Per confermare queste ultime ricerche e anche per avere qualche chiarimento in materia, ho intervistato la Dottoressa Erica Francesca Poli. La dottoressa mi ha raccontato che nutrire il cervello con pensieri negativi equivale a rinforzare le stesse reti neurali che hanno provocato il disagio iniziale, innescando un circolo vizioso da cui poi è difficilissimo uscire. Al contrario è proprio lo sforzo di superare un momento di crisi che crea nuove prospettive e nuove reti neurali.
Neuroplasticità come elisir di giovinezza
Le persone che scelgono consapevolmente di trasformare le cosiddette “crisi in opportunità” sono di fatto i benefattori della neuroplasticità del loro cervello. Veri e propri architetti di reti neurali.
Per sbloccare le situazioni difficili Dottoressa Poli suggerisce di evitare situazioni e persone lamentose per definizione. Oltre al danno cerebrale, più tempo passiamo con una persona negativa, più è probabile che imiteremo il suo comportamento.
E per prevenire quanti penseranno che questo sia il solito post di “positività gratuita”, e che qui non c’è niente di cui essere fiduciosi, e che i fatti sono sotto i nostri occhi… Ecco vorrei dire che: una cosa è avere la capacità di vedere le negatività che abbiamo intorno, e un’altra è vedere le cose negativamente. Abbiamo il nostro cervello, usiamolo per trovare soluzioni alle negatività.
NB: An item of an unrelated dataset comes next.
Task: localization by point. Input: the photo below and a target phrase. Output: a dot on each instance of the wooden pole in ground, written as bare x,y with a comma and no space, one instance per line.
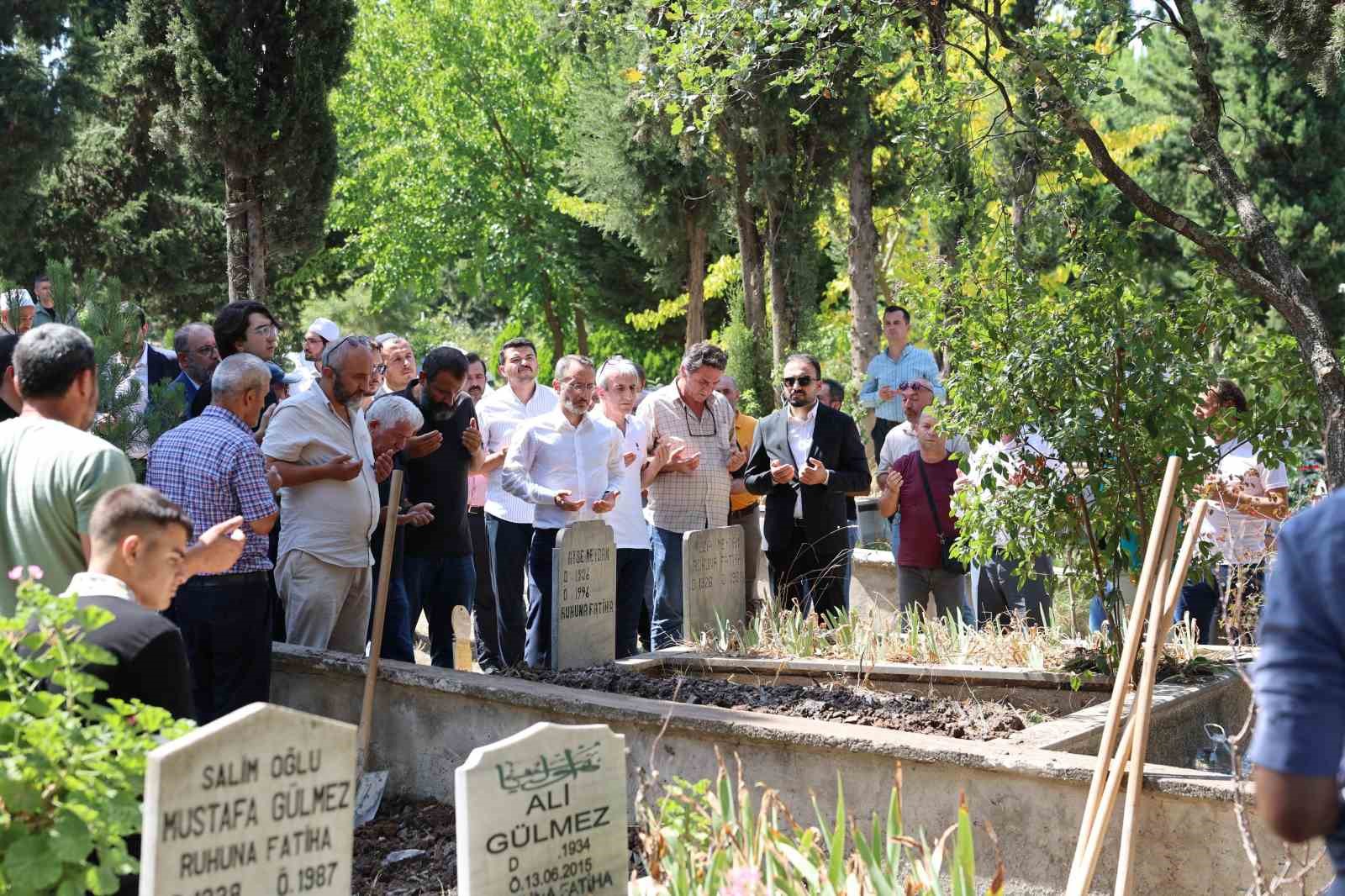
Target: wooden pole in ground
1127,660
1158,625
Che le cose siano così, non vuol dire che debbano andare così. Solo che, quando si tratta di rimboccarsi le maniche e incominciare a cambiare, vi è un prezzo da pagare, ed è allora che la stragrande maggioranza preferisce lamentarsi piuttosto che fare.
Giovanni Falcone
di Kristen Grove | 29 luglio 2015
Ciò di cui parli, Don, secondo me è sì un facile atteggiamento dell'essere umano, è sì frutto del "marketing" dell'informazione, ma non riesco a fare a meno di dare una valenza politica al fenomeno (anche se mi scoccia farlo): il "divide et impera" viene attuato in maniera sottile tra di noi, facendo di tutto per impedirci di solidarizzare (giovani contro anziani, italiani contro stranieri, pubblico contro privato, etc...) ma anche facilitando una scissione individuale farcita di paura e insicurezza; il singolo che ha perso l'integrità ha meno iniziativa, ha meno coscienza, perde la fiducia in sé stesso, non sa più del valore delle relazioni, è più manipolabile, delega, mette il proprio spirito in mano al primo che gli promette di sapere cosa farne. Sono del tutto convinta - e non vorrei "inquinare" con le mie idee uno spazio pulito e arioso come questo sito - che la cultura di massa sia perfettamente funzionale a crearci delle dipendenze, in modo da renderci più deboli e bisognosi di quanto non sarebbe fisiologico, e inconsapevolmente. Che la società diventi un lamentificio è un'estensione naturale di questa azione dall'alto.
Sono d'accordo con te Fra. Le tue analisi sono sempre illuminanti. Grazie.